Private static properties could just verify `this === Type`.

So no, those don't quite reify classes, either. (If something can be fully
transpiled or polyfilled, it doesn't create or reify any new primitives.)

On Tue, Mar 12, 2019 at 09:51 Ranando King <kingmph at> wrote:

> I get what you're after. I touched on the same things when creating my
> private members proposal. The best of approaches for what you want is
> indeed relying on the lexical scope to act as a binding for all class
> members. There's just a couple of problems with doing things that way:
> 1. ES is a dynamic language. This makes lexical binding difficult because
> it's entirely possible to call a non-static class method where *this* is
> undefined or null.

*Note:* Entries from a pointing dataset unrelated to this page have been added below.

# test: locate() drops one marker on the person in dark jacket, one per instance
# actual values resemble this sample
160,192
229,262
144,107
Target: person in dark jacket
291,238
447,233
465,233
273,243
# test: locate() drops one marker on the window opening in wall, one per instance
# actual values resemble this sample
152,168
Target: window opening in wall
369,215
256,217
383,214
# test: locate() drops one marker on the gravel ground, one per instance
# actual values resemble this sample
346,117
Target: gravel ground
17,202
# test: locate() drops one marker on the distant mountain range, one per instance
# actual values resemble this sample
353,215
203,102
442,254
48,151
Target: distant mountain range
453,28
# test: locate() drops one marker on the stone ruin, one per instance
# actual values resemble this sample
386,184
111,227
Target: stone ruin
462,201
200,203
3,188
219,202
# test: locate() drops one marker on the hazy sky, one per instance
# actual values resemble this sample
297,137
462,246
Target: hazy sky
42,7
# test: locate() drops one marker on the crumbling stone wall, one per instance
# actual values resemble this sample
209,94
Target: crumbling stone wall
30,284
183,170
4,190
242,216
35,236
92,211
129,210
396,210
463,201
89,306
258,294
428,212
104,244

Not allowing for that scenario will break existing code.
> Allowing for that scenario will cause variables to be unexpectedly either
> written to the global scope or throw.
> 2. Class isn't really a "thing" in ES, at least, it isn't until
> class-fields lands. The use of the *class* keyword is currently
> completely optional. There's nothing in current ES that you can do with
> *class* that can't be done without it except use the *super()* call in
> the constructor function. But even that can be substituted with
> *Reflect.construct*(). Class-fields will destroy this symmetry, making
> *class* it's own unique "thing". But until then, what do you do about all
> the "classes" that don't use the *class* keyword?
> Long and short, this means both the lexical scope approach and the
> alternate keyword approach will either break existing code or bring
> dubious-to-no benefit.
> On Tue, Mar 12, 2019 at 3:06 AM john larson <johnlarsondev1 at>
> wrote:
>> So in terms of implementation, may be having instance method/property
>> references on the objects and having static method/property references on
>> the prototype is the solution?
>> On Tue, Mar 12, 2019 at 8:14 AM Isiah Meadows <isiahmeadows at>
>> wrote:
>>> I've done a little engine work, and inline caches work by inline type
>>> maps based on the callee site. This *can* be used to reconstruct values +
>>> receivers, but only when the value is constant. It is not sufficient to
>>> ensure identity remains the same, and engines would still need a weak map
>>> to link methods to instances (as opposed to prototypes).
>>> It's worth noting not even Java or Ruby offers this - their method
>>> references/objects (like our bound functions) are *not* memoized - they're
>>> linked to classes, not instances. Python is the exception here in
>>> auto-binding instance methods, not the norm.
>>> On Mon, Mar 11, 2019 at 15:37 Bergi <a.d.bergi at> wrote:
>>>> Hi John!
>>>> > I think the js run-time already has that information at hand, so as
>>>> > long as we don't implement this as pure syntactical sugar, there would
>>>> > not be a need to keep an extra reference to anything, because it would
>>>> > be already there. The run-time will know which instance the invoked
>>>> > method belongs to.
>>>> Well no, you're wrong here: the runtime does not have this information
>>>> at hand. In your example (simplified)
>>>> ```
>>>> var reqManager = new RequestManager();
>>>> function addEventListener(f) {
>>>>      console.log(f);
>>>>      f(event);
>>>> }
>>>> addEventListener(reqManager.responseHandler);
>>>> ```
>>>> the `addEventListener` function will not know that the function `f` you
>>>> passed was a method of the `reqManager` instance. It cannot distinguish
>>>> that call from
>>>> ```
>>>> addEventListener(RequestManager.prototype.responseHandler);
>>>> ```
>>>> or
>>>> ```
>>>> var g = otherReqManager.responseHandler;
>>>> addEventListener(g);
>>>> ```
>>>> It is exactly the same function that is passed in all three cases. There
>>>> is no instance bound to `f`, and `f(event)` will not invoke it as a
>>>> method (with a receiver/`this` value).